ちなみに、戦記としては二流だとか言っておられたこの本、剣と魔法の冒険譚みたいだ。


この世界には、一応魔法がある。

だけど、世界で数人しか使えないんだって。

精霊がいるこの世界、精霊たちが心から気に入った人に力を貸す。そして、大きな精霊が力を貸す場合、魔法が使える。という仕組み。

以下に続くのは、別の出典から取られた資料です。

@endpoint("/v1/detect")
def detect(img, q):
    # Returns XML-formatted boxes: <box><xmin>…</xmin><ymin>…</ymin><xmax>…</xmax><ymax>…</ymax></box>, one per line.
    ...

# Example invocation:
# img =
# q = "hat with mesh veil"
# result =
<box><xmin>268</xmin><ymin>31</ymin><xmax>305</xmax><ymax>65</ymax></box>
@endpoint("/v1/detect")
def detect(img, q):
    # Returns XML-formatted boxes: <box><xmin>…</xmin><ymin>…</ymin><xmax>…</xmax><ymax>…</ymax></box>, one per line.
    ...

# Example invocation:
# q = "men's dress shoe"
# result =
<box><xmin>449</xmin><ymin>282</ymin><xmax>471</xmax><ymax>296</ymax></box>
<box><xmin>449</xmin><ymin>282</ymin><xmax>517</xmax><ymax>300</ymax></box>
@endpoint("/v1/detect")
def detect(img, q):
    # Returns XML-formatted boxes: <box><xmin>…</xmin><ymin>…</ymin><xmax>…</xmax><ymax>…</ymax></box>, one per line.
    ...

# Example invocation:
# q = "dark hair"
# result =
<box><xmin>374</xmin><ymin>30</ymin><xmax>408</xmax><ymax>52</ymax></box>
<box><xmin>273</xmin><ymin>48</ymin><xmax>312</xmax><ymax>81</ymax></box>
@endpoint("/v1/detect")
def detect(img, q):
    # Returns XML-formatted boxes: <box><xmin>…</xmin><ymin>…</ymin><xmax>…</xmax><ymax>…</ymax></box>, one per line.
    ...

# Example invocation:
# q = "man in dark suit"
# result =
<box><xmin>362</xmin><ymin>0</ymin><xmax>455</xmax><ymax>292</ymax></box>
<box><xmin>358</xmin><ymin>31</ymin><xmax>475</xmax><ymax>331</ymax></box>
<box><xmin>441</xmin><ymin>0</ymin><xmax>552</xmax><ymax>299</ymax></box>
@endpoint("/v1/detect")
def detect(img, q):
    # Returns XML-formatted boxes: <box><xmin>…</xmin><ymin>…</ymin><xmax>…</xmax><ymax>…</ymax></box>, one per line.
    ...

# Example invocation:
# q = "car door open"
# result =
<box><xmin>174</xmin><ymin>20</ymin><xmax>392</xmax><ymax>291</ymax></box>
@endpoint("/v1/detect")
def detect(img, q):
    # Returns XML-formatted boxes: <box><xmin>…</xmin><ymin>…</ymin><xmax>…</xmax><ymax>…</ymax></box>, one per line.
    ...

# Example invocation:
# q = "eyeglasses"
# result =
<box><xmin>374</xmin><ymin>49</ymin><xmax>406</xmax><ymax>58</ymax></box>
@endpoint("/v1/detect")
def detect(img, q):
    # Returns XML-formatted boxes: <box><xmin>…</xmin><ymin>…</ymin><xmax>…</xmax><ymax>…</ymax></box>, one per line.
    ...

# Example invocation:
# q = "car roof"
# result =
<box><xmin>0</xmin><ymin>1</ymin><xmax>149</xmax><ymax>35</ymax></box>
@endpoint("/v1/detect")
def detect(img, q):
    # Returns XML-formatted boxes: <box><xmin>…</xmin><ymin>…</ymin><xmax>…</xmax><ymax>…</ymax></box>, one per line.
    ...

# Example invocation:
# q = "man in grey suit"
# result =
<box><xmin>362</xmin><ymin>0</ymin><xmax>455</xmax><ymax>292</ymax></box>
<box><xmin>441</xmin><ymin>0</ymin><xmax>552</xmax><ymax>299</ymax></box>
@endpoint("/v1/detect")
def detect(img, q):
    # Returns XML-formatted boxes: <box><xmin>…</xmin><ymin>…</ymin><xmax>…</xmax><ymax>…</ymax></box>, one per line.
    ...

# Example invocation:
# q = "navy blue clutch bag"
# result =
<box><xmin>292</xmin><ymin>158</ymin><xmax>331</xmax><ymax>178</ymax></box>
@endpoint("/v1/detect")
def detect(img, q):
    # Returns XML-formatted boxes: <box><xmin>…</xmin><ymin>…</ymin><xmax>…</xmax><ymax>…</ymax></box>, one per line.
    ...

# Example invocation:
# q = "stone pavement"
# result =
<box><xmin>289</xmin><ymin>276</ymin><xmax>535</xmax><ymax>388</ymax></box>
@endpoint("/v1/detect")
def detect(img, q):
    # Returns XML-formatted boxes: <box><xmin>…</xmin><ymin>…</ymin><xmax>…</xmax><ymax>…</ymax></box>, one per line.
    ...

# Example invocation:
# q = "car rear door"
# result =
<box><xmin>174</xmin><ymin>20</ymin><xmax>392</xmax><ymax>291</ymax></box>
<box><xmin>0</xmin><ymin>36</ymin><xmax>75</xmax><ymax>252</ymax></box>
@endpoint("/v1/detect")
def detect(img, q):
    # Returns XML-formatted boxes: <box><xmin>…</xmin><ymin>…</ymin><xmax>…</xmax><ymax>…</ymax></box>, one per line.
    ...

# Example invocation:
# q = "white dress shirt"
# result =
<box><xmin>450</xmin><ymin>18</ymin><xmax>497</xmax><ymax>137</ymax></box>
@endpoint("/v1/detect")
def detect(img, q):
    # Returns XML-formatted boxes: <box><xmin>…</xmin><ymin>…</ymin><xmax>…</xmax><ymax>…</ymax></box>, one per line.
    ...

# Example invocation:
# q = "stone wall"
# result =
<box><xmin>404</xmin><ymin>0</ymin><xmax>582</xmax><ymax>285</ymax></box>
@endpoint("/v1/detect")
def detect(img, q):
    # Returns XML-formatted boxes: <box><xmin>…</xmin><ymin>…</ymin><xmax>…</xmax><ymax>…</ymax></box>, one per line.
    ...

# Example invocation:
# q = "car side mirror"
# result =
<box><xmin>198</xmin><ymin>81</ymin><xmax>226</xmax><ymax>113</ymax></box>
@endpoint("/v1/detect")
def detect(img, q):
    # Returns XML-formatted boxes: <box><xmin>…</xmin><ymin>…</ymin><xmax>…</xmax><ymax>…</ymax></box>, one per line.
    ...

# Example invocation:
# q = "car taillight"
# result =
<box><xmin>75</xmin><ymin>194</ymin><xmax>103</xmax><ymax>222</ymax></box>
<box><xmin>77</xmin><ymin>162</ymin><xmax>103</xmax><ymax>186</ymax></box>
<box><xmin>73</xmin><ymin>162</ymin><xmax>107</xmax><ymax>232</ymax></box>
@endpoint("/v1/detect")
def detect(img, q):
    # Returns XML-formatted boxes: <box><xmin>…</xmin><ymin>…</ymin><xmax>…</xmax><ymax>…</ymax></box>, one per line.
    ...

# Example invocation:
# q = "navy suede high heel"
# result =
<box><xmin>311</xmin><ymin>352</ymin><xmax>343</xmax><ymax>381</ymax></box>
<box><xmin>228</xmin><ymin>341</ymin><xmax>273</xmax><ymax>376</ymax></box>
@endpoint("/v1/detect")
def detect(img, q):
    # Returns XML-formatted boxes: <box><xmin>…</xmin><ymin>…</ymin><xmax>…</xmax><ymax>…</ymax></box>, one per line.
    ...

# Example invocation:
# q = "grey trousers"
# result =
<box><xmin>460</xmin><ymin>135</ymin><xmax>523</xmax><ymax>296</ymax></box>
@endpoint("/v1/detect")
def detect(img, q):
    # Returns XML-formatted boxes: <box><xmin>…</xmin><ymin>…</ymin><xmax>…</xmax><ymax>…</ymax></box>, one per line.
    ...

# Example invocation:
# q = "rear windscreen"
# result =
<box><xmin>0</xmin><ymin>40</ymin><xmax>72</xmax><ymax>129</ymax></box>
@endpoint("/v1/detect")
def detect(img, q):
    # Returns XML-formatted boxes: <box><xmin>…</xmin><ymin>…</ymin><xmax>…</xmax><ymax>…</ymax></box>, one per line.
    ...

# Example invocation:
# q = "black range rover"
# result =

滅多にそんな事起こらないので、みんな逆に魔法使いに憧れたりする。

だから、魔法を使った冒険の話とかは結構人気だ。


とはいえ、こんな分厚い本、全部読むのは時間がかかるし、私はお守りを作ることを優先したい。

だから、序文だけ読んでみようっと。

序文はメーメ様も褒めるぐらい良いみたいだし。


***


翌日。


登校すると、ルティアさんがすでにおられて、私を待っていた。

「少しだけお待ちください。呪いがお机に・・・」

「!」

ここ数日、無かったのに。

急に不安になった。


ルティアさんが励ますように言った。

「これからは、私たちが来るまでは、廊下でお待ちいただけますか? 私たちがチェックするのを待っていただきたいのです」

「はい」


「必ず、お守りいたしますから」

「ありがとうございます」

頷く事しかできない。


怖い。


***


ここ毎日、夜にトラン様から連絡がある。


どちらかというと、どうでもいいような、ランチとか今日の授業はどうだったとか、そんな話をしていたけれど、今日は違った。


トラン様はすぐにこう言った。

『呪い、また仕込まれていたそうだな。もう少し頑張ってくれ。今日、護衛が、犯人らしき者を見ていたんだ』

「え」


『言い逃れできないように、今日は泳がせて、護衛が犯人候補を見張っている。早くて明日には解決できるだろう。・・・だから、気をしっかり持っていて欲しい』

「ありがとうございます・・・」


『ごめん。不安だろう。会えればと思うが、今は少し・・・会えない』

「はい」

大変そうだものね、トラン様・・・。